Lorsque nous collaborons avec d’autres Églises chrétiennes et voyons de l’évidence de la présence du Seigneur aussi dans la vie de non-Chrétiens, nous découvrons à un niveau plus profond que la mission, c’est l’œuvre de Dieu.  Au lieu de placer notre confiance dans nos propres capacités, nous remercions le Seigneur pour les merveilles qu’il accomplit même sans nous et malgré notre pauvreté.

Se permettre de se faire ré-évangéliser

La mission aujourd’hui est peut-être plus exigeante que jamais.  En situations de conflit, elle peut entraîner la mort.  Et en de manières diverses, la mission peut ébranler les présomptions auxquelles on tenait avant:

  • lorsqu’on se trouve dépossédé, inutile, incertain, impliqué dans des situations pour lesquelles on n’est pas préparé;
  • lorsqu’on nous demande de travailler avec des Spiritains d’autres circonscriptions, ou de collaborer avec des laïques, sans l’ancien prestige associé avec les prêtres et les Religieux.

Mais c’est en mourant qu’on accède à la résurrection.  Il faut parfois mourir quant à nos anciennes présomptions afin de ressentir le renouvellement de notre être, la joie de voir une nouvelle Église naître, des hommes et des femmes libérés, des gens en train de s’unir et de s’approprier leur propre destin.

Vivre comme étranger: accueil et rencontre

Beaucoup d’entre nous proclamons l’Évangile hors de notre propre pays.  Le fait que des pays ferment leurs frontières aux missionnaires nous rappelle que si nous sommes envoyés, il faut aussi être invités.

  • Nous ne pouvons pas nous imposer ni nous attendre à ce qu’on nous accueille de droit.
  • Notre présence devient une question de respect mutuel, de confiance et de dialogue.

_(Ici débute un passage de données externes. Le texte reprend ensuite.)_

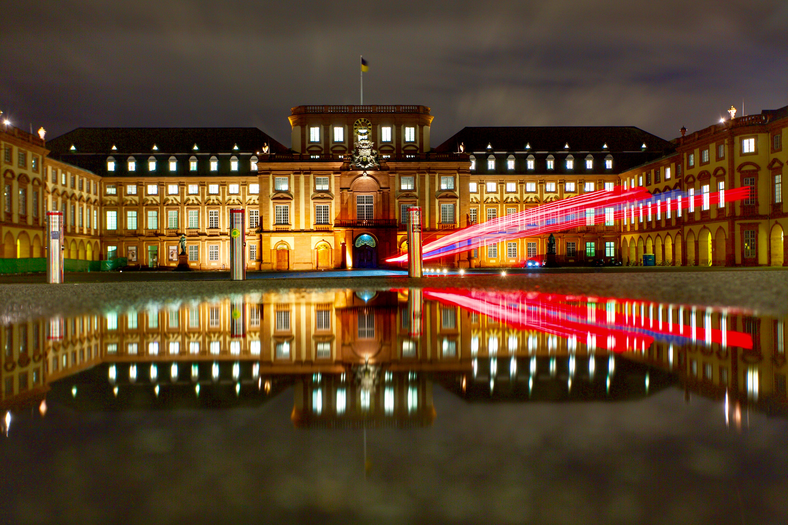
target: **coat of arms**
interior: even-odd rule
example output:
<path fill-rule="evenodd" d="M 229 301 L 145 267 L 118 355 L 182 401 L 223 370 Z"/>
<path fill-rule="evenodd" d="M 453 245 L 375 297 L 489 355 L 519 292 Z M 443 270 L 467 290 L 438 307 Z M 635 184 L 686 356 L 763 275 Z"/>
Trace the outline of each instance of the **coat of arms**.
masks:
<path fill-rule="evenodd" d="M 366 119 L 359 119 L 354 126 L 354 134 L 358 140 L 353 142 L 355 149 L 351 153 L 353 161 L 351 168 L 367 170 L 372 168 L 380 168 L 377 161 L 377 150 L 374 149 L 374 142 L 370 140 L 370 123 Z"/>

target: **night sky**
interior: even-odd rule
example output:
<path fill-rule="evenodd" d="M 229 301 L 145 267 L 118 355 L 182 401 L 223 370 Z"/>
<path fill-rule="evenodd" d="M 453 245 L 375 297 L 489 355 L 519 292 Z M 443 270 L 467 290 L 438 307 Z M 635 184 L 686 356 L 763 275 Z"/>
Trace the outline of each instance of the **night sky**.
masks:
<path fill-rule="evenodd" d="M 634 125 L 665 139 L 788 104 L 788 2 L 6 2 L 0 109 L 79 126 L 254 126 L 292 106 L 432 108 L 463 126 Z M 739 115 L 742 113 L 740 113 Z"/>

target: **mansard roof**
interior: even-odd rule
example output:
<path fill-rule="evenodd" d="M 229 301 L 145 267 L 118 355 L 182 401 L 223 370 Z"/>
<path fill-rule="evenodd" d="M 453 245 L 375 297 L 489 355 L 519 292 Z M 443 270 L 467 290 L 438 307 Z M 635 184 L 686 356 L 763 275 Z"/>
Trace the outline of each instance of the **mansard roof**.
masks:
<path fill-rule="evenodd" d="M 460 143 L 469 153 L 646 151 L 661 155 L 671 148 L 668 141 L 634 126 L 523 126 L 463 128 L 435 151 L 457 151 Z M 526 149 L 526 145 L 530 147 Z"/>
<path fill-rule="evenodd" d="M 254 154 L 266 142 L 272 153 L 289 151 L 257 128 L 77 128 L 46 141 L 46 147 L 55 157 L 80 154 L 147 157 L 163 153 Z"/>

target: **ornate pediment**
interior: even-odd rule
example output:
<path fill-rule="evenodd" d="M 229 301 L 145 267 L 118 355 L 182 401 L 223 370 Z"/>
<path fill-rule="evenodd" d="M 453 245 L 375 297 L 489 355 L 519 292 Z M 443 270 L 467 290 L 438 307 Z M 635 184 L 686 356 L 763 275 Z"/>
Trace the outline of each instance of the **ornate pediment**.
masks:
<path fill-rule="evenodd" d="M 292 201 L 293 194 L 289 191 L 277 191 L 271 195 L 272 201 Z"/>
<path fill-rule="evenodd" d="M 455 191 L 439 190 L 435 192 L 435 198 L 459 198 Z"/>

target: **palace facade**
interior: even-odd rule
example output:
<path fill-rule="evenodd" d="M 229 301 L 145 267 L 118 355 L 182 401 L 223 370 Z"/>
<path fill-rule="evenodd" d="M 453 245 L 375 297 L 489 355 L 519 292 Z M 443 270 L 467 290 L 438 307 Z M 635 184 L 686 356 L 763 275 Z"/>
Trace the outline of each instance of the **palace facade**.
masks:
<path fill-rule="evenodd" d="M 621 185 L 655 196 L 741 186 L 753 193 L 680 215 L 664 203 L 623 220 L 606 209 L 604 221 L 556 234 L 559 263 L 639 264 L 651 253 L 658 264 L 786 261 L 788 106 L 670 142 L 634 127 L 466 128 L 433 147 L 433 118 L 422 105 L 298 106 L 289 147 L 256 128 L 79 128 L 44 142 L 6 126 L 4 256 L 43 257 L 43 213 L 60 209 L 67 259 L 175 266 L 185 235 L 190 265 L 221 270 L 229 263 L 229 210 L 241 208 L 249 269 L 375 268 L 405 251 L 410 206 L 422 209 L 429 242 Z M 353 161 L 359 136 L 377 151 L 366 170 Z M 436 263 L 519 266 L 546 248 L 546 236 L 526 237 Z"/>

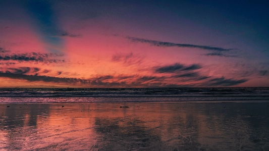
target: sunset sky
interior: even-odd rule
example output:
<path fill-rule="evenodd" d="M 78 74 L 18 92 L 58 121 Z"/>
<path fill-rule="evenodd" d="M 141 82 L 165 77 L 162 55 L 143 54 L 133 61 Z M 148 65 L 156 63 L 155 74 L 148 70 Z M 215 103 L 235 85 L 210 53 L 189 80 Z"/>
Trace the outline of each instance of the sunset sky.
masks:
<path fill-rule="evenodd" d="M 0 1 L 1 87 L 269 86 L 268 1 Z"/>

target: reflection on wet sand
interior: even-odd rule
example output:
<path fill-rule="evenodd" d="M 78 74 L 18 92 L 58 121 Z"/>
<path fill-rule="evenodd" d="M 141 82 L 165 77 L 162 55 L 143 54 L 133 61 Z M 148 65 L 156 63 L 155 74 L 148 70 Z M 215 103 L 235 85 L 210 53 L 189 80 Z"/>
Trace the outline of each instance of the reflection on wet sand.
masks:
<path fill-rule="evenodd" d="M 268 105 L 1 104 L 0 150 L 268 150 Z"/>

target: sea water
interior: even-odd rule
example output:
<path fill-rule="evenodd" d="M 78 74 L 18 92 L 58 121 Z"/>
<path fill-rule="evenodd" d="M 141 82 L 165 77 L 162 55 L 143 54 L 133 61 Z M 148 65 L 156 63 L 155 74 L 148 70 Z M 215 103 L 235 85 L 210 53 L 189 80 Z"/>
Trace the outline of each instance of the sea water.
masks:
<path fill-rule="evenodd" d="M 0 150 L 269 150 L 268 90 L 3 88 Z"/>

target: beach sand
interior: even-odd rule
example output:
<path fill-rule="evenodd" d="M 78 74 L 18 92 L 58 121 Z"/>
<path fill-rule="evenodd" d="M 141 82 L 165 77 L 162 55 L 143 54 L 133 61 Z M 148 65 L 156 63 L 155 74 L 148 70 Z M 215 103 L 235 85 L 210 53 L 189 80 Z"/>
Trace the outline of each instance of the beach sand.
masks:
<path fill-rule="evenodd" d="M 0 104 L 0 150 L 269 150 L 269 103 Z"/>

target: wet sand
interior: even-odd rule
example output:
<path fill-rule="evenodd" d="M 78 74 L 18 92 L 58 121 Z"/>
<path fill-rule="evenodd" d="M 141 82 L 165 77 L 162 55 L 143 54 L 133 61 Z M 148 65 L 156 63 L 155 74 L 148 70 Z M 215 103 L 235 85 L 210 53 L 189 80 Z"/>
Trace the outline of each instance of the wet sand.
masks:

De plus en plus, on fait la rencontre d’étrangers dans notre propre pays.  Nous essayons de rendre nos compatriotes plus ouverts à l’accueil des migrants et des réfugiés, sachant que c’est le Seigneur qui nous arrive à travers eux.

Que nous travaillions à l’étranger ou dans notre propre pays, la diversité et la mobilité des gens nous met en contact partout avec des gens qui nous sont différents.

  • En allant à leur rencontre, nous découvrons les richesses qui l’Esprit de Dieu leur a donnée.
  • En dépassant les frontières de la race, de la culture et de la religion, c’est rassurant de trouver le Sauveur déjà présent, même parmi ceux qui professe l’athéisme.
  • Nous reconnaissons qu’en proclamant l’Évangile aux autres, nous recevons plus que nous n’en donnons.

La justice et la paix dans un monde en conflit

« Au cœur même de sa Bonne Nouvelle, le Christ déclare le salut, ce grand don qui libère de tout ce qui opprime, mais, surtout, du mal et du péché, dans la joie de connaître Dieu et de se savoir connu de lui, de le voir et de se savoir vu de lui. » (Evangelii Nuntiandi)

Dans un monde en conflit – tensions raciales, conditions de répression, impérialisme culturel, querelles religieuses – nous souhaitons être des procureurs de la paix.  Nous souhaitons promouvoir la compréhension et le pardon là où existe la haine et la violence, étant ainsi témoins du Christ qui est venu pour réunir tous autour de la même table.

Au fond de l’oppression et de l’injustice, nous découvrons le péché.  Nous prenons de plus en plus conscience que la vraie libération exige la proclamation et la présence de Jésus-Christ, qui altère radicalement le cœur, et qui réconcilie hommes et femmes à Dieu ainsi que l’un à l’autre.